大丈夫かどうかでいえば、会社法上、代表取締役の人数制限がないので何人でも構いません。もちろん、代表取締役は取締役の上位の概念なので取締役の人数を超えることができないのはお分かりだと思います。
出資者が2人以上だとか、設立に向けて動いているメンバーが2人以上だとか、代表取締役を2人以上にしたいと思う理由はさまざま。
自分が代表権を持ちたいけれども、相手もかなり動いてもらったし、単なる取締役(俗に言う平取(ヒラの取締役))にするのは悪い。だから二人とも代表取締役でいいでしょ?!
と言われたことも実際にありますし、日本人らしいといえば日本人らしい考えなのかもしれません。
代表取締役を複数置くデメリットも一通りお伝えしたうえで、それでも代表取締役を複数にしたいという方には、会社の内部では序列を付けることも提案しています。
代表取締役会長、代表取締役副社長、代表取締役社長、もう日本の会社では一般的に見られるこれらの役所も一切登記上は区別がされません。すべて「代表取締役」になります。法人と取引しようと思った相手方は、まず登記簿謄本(今は履歴事項全部証明書」を見ますよね。役員構成は?、資本金は?、会社成立年月日は?といった重要事項は登記簿謄本で確認することが出来ます。そのときには、会長、副社長、社長といった文字が登場しないので、全員が代表取締役で並列になるのです。

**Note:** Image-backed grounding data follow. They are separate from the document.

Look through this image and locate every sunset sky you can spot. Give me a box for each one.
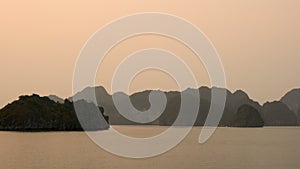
[1,0,300,108]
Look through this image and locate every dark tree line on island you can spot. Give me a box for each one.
[0,86,300,131]
[0,94,109,131]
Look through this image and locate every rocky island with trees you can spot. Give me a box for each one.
[0,94,109,131]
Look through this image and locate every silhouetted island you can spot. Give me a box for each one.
[229,104,264,127]
[262,101,297,126]
[0,94,109,131]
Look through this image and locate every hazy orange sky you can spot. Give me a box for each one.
[1,0,300,108]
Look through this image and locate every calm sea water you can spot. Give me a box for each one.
[0,126,299,169]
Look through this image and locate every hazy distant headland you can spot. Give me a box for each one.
[0,86,300,131]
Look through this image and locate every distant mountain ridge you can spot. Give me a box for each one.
[48,95,64,104]
[1,86,299,131]
[70,86,300,127]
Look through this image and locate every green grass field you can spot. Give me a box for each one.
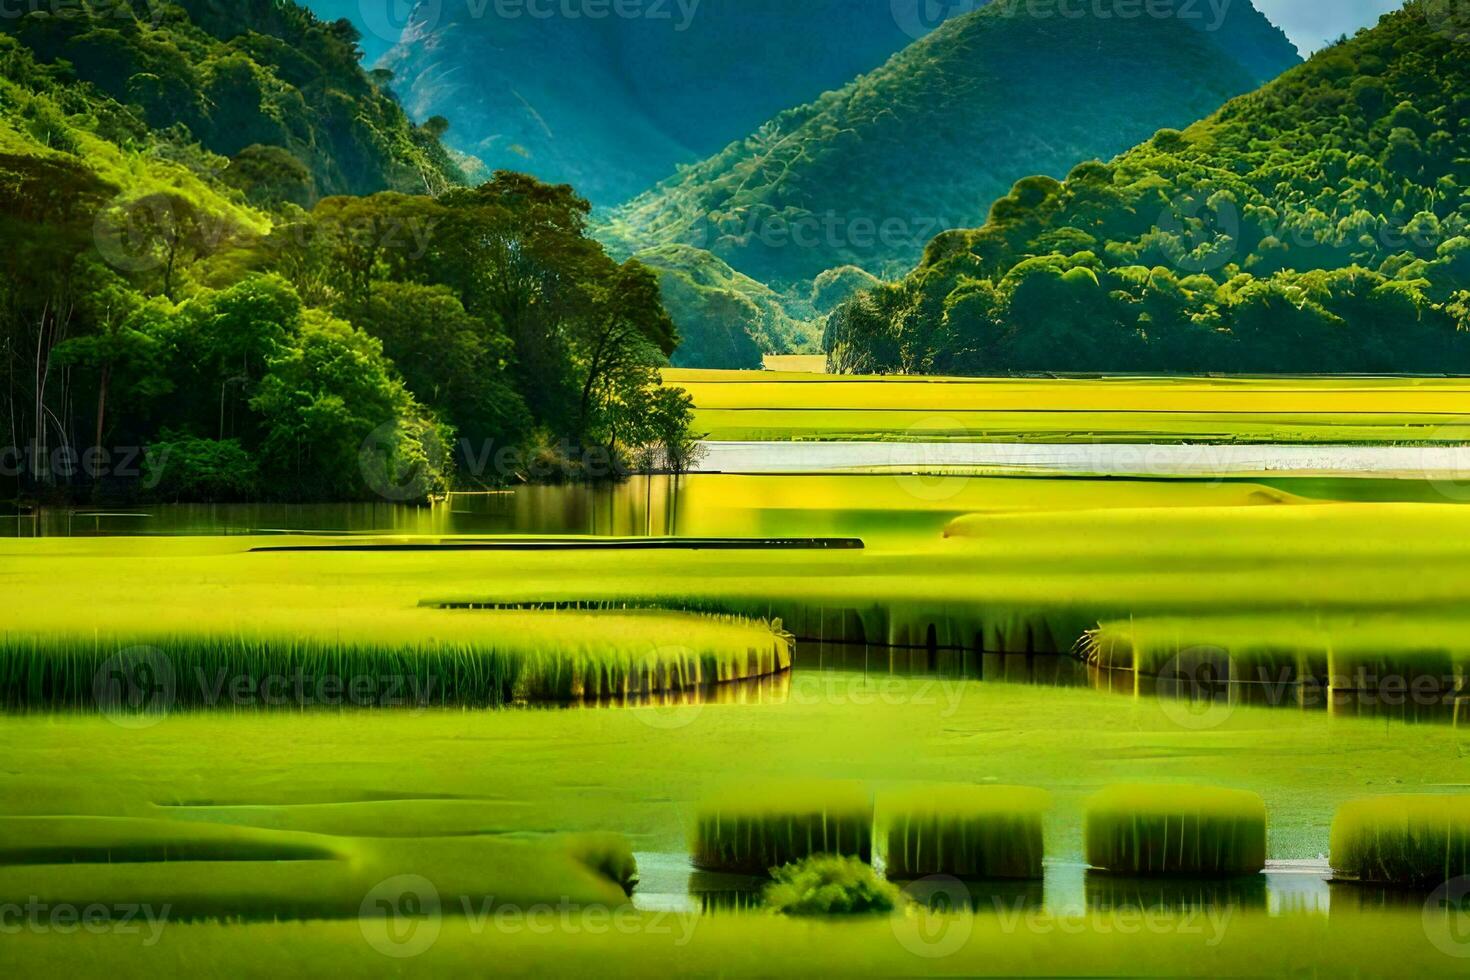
[6,464,1470,974]
[665,370,1470,443]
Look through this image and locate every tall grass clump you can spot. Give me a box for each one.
[1083,615,1470,689]
[881,785,1050,880]
[1084,785,1266,877]
[692,781,873,875]
[1330,795,1470,888]
[0,610,793,710]
[763,855,903,916]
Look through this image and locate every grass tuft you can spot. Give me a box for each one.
[880,784,1050,880]
[763,855,903,916]
[1084,784,1266,877]
[691,781,873,875]
[1330,795,1470,888]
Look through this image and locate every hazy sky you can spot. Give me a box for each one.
[1253,0,1405,54]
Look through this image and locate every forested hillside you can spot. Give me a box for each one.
[0,4,691,504]
[827,2,1470,375]
[2,0,464,203]
[602,0,1297,366]
[605,0,1297,285]
[380,0,987,204]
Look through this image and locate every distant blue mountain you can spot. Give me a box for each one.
[373,0,988,203]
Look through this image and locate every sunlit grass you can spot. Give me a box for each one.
[0,609,792,709]
[692,781,873,875]
[1330,795,1470,888]
[880,784,1049,879]
[1084,785,1267,877]
[664,370,1470,443]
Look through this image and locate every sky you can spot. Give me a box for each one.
[309,1,1411,66]
[1253,0,1406,54]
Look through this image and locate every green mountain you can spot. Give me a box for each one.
[603,0,1299,294]
[826,2,1470,375]
[3,0,464,206]
[380,0,988,205]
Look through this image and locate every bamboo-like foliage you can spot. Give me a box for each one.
[881,784,1050,880]
[1330,795,1470,888]
[691,781,873,875]
[0,610,793,710]
[1084,784,1266,877]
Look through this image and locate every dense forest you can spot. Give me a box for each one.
[0,2,693,504]
[827,3,1470,374]
[600,0,1297,366]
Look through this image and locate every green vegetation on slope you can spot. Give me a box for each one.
[633,245,817,368]
[603,0,1297,296]
[828,3,1470,374]
[1,14,695,503]
[381,0,990,204]
[2,0,463,203]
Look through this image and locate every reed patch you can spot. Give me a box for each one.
[1330,795,1470,888]
[0,609,793,711]
[881,784,1049,880]
[1084,785,1266,877]
[691,781,873,875]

以前、ある一部上場企業の財務部門の担当者に聞いたことがあるのですが、「偉い順に上から並ぶように登記している」と仰っていて、なるほど!と思いました。
ただし、登記上は並列でも、WEBサイトの会社情報では自由に役職を付けることが可能です。
例えば、味の素株式会社の役員構成は以下のようになっています。
代表取締役会長1名、代表取締役社長1名、代表取締役副社長1名
登記簿上3名の代表取締役が登記されているが、誰が代表権を持っているかというと通常は社長職にある方なのでwebサイトを確認すれば分かるという具合です。
さまざまな事情により、どうしても複数の代表取締役を登記しなければならない場合にはWEBサイト上など対外的表記で序列をつけるという方法があります。
知っていればなんでもないことでも知らないと不安になってしまうことが会社設立の場面ではたくさん待ち構えています。”こうすれば良かった”と後悔するよりも、事前に調べたり、専門家に尋ねたりと方法はいくらでもありますので、自分の満足いくような会社を作って欲しいですね。